Headline inflation quickened to 3.9% in May from 3.8% in April, its fastest print in six months or since 4.1% in November. May also marked the sixth straight month that inflation settled within the 2-4% target range.

“Some upside risks to inflation remain, from potential adjustments of excise taxes and minimum wages. Hence, we continue to expect the BSP to start cutting policy rates only in August, once inflation has peaked around July,” Ms. Chutchotitham said.

The recent peso weakness may also delay the BSP’s easing cycle, Ms. Chutchotitham said.

“Additionally, we think in the event of high FX (foreign exchange) volatility, the BSP might also opt for delayed rate cuts to support the peso, especially if the Fed begins cutting later than July,” she said.

Mr. Neri said the timing and magnitude of the BSP’s rate cuts would depend on the Fed. “If local inflation conditions are right, the BSP will likely respond immediately with rate cuts once the Fed begins its easing cycle,” he said.

Nearly two-thirds of economists are now predicting the Fed will cut interest rates in September, according to Reuters’ May 31-June 5 poll, offsetting recent bearish supply news, Reuters reported.

“If the BSP reduces its policy rate ahead of the Federal Reserve, a narrowed interest rate differential increases the risk of currency depreciation, which could outweigh recent deceleration in food prices,” Mr. Neri said.

Mr. Neri said the peso may appreciate in the second half of the year, when the Fed is expected to begin easing.

“However, while a Fed cut might lead to peso appreciation, its gains are likely to be smaller compared to other emerging market currencies given the substantial current account deficit of the country,” he added.

Mr. Remolona earlier said that the BSP does not need to “wait” for the Fed to cut before starting its own easing.

Meanwhile, Citi expects 25-bp rate cuts by the BSP in August, October and December, followed by 25-bp rate cuts in February, May and August 2025.

“Our forecasts are based on the assumption that the BSP would adjust policy stance to ensure that it is not too tight to support economic momentum,” Ms. Chutchotitham said.

However, Mr. Neri said he expects the central bank to reduce rates by 50 bps this year.

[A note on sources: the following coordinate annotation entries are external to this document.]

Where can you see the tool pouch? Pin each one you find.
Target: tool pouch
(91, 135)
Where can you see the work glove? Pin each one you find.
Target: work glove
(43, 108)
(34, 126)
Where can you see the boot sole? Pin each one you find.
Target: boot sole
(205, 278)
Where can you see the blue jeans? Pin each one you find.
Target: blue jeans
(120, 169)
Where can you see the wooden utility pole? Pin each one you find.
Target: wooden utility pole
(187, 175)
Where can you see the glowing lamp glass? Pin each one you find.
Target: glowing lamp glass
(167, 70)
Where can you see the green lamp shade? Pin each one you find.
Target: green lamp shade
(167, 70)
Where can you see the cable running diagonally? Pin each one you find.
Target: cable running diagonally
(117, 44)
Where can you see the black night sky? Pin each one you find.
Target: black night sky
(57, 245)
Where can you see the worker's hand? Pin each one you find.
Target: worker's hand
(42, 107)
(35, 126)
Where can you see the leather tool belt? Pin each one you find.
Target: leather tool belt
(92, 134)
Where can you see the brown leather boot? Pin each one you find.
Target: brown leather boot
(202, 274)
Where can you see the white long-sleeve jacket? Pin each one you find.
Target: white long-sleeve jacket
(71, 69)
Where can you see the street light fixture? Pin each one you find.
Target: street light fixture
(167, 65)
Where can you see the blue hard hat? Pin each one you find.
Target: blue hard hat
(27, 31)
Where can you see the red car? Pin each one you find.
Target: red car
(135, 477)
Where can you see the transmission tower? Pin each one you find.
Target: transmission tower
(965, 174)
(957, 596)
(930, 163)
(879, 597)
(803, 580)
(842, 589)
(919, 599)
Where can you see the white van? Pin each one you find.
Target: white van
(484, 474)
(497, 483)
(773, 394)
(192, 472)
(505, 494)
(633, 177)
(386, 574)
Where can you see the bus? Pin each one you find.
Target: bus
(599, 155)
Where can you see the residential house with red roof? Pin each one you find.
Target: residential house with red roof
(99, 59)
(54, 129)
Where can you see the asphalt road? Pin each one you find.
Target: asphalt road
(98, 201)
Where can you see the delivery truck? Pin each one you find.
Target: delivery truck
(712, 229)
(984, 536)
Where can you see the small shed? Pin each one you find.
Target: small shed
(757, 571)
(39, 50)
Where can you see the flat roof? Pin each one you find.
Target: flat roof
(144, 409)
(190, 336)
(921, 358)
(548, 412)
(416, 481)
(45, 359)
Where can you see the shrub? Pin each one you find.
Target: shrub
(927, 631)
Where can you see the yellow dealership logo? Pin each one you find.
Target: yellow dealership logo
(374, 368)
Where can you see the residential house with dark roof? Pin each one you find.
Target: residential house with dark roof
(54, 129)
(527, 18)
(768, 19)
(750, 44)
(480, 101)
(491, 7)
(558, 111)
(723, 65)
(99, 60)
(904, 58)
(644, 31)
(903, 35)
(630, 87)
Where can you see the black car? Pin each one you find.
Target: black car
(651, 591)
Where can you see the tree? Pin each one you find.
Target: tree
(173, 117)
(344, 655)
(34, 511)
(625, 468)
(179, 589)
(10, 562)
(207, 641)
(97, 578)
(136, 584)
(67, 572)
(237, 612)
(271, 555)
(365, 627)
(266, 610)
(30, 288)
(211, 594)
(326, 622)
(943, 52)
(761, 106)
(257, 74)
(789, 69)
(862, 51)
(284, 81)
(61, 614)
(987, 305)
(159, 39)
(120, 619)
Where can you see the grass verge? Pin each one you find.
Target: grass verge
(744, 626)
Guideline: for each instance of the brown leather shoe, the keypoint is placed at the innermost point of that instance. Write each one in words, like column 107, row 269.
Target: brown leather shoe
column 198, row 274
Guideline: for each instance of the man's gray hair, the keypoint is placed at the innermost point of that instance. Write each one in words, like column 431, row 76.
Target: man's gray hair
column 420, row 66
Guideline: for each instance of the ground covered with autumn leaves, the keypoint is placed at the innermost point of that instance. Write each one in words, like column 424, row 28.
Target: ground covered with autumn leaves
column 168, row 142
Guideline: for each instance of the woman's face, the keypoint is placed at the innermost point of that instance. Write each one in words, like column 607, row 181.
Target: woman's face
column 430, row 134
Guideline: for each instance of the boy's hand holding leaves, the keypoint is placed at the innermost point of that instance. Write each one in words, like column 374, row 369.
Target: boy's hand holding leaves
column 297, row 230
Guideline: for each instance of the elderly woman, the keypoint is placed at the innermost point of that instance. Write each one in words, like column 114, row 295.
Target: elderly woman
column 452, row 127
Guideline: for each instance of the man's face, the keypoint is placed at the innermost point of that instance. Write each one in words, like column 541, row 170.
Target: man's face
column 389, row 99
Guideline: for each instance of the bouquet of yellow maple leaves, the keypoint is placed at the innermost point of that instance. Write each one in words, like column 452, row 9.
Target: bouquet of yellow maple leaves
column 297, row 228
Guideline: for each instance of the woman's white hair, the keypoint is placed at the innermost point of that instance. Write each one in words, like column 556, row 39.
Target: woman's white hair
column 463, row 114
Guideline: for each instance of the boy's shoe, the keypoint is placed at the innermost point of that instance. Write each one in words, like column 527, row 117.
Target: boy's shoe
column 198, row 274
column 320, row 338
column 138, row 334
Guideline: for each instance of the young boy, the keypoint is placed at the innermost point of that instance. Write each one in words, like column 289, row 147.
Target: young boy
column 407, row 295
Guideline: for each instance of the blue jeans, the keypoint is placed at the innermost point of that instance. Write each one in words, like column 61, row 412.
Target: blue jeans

“We now expect a rate cut of around 50 bps this year, assuming the Federal Open Market Committee (FOMC) eases sometime in the second semester,” he added.

Meanwhile, Nomura Global Markets Research said it expects the BSP to only begin cutting rates in October, when inflation is “more entrenched within its 2-4% target.”

“Importantly, amid an improving inflation outlook, we still think BSP is unlikely to start easing before the Fed (our US team expects a first cut in September), in order to avoid adding to recent FX pressures under BSP’s flexible market-determined FX regime, which we believe BSP is clearly still sticking to.”

Nomura expects a total of 50 bps of rate cuts this year and another 100 bps for next year, bringing the key rate to 5%.